From a mathematical point of view, however, it still makes sense to sell smartphones because, despite their lower margin compared with software, they still continue to add to the company’s bottom line, he said.
“You have a piece of business that will never yield the kind of margin that a software business will yield,” so you scale properly and make the most of what you can do, he said. About 39 percent of the company’s revenue comes from softw are today, compared with about 31 percent from hardware, he added.
No quick fix
And even if the company would eventually decide to drop the sales of its smartphones in the future, it can’t be done overnight, said Chen, because that would adversely affect customers who have been using the devices for many years. “Before you get out, you’ve got to provide a soft landing for your customers.
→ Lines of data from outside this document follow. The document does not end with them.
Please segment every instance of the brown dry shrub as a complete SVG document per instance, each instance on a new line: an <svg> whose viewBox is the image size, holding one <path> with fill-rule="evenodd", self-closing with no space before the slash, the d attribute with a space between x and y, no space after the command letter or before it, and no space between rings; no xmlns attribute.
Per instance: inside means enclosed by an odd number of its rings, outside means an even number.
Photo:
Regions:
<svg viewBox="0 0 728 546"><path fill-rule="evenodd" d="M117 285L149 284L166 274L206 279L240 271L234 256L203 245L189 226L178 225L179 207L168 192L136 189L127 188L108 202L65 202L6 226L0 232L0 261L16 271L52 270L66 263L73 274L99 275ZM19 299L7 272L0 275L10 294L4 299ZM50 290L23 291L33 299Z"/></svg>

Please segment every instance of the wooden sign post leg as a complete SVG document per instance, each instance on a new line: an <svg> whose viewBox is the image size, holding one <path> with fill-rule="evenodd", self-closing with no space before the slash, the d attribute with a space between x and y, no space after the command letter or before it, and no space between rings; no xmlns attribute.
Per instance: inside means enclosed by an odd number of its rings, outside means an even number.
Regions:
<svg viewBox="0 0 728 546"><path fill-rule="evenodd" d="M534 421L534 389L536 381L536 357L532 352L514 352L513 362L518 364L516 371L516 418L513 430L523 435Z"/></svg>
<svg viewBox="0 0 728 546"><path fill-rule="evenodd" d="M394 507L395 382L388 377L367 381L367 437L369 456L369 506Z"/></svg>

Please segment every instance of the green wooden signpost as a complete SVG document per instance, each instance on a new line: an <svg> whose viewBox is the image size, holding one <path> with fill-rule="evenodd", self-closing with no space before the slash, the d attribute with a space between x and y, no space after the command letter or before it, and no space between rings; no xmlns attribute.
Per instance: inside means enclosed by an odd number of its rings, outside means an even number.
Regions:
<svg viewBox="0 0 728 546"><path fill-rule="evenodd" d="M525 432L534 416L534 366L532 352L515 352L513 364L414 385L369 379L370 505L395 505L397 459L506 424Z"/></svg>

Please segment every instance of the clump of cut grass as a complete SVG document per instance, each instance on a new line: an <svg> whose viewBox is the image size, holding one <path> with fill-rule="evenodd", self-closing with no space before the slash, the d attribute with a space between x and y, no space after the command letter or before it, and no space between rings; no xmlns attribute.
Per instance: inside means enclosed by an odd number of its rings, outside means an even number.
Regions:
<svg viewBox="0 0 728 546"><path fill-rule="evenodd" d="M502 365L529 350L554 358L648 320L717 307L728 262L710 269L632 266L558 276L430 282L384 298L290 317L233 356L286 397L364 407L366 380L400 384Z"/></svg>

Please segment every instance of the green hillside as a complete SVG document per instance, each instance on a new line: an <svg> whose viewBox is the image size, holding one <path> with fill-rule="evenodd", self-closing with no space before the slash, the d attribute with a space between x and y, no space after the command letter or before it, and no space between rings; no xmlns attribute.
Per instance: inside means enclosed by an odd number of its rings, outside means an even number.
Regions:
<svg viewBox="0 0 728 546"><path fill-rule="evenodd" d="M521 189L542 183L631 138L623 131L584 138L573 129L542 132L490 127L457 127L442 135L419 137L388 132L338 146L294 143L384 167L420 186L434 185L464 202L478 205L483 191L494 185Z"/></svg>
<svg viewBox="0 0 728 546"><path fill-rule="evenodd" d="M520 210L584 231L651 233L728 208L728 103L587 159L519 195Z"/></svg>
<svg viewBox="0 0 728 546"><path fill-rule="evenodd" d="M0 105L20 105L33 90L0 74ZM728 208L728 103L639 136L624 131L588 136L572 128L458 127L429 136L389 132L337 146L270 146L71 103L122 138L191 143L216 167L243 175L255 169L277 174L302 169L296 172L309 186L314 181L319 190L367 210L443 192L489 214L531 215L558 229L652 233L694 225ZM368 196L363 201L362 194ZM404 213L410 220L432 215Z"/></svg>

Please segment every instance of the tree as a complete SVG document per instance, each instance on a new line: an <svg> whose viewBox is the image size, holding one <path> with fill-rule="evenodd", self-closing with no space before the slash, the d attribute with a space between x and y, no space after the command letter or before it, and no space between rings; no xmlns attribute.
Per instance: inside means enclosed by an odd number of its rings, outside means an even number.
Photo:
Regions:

It is a lot more difficult to do than people think.”
Such questions were raised again earlier in July when BlackBerry announced that it is dropping the production of its BlackBerry Classic smartphone, eWEEK reported recently. The demise of the Classic, with its physical QWERTY keyboard, came just a few days after the U.S. Senate revealed its plans to stop offering BlackBerry phones to members after its existing supplies of the company’s handsets are distributed.
The moves, though unrelated, “could offer more support for the widely held industry beliefs that BlackBerry is continuing on a road map that will see it become a mobile security software company in place of its former position as a powerhouse in the enterprise smartphone market just 10 years ago,” wrote eWEEK.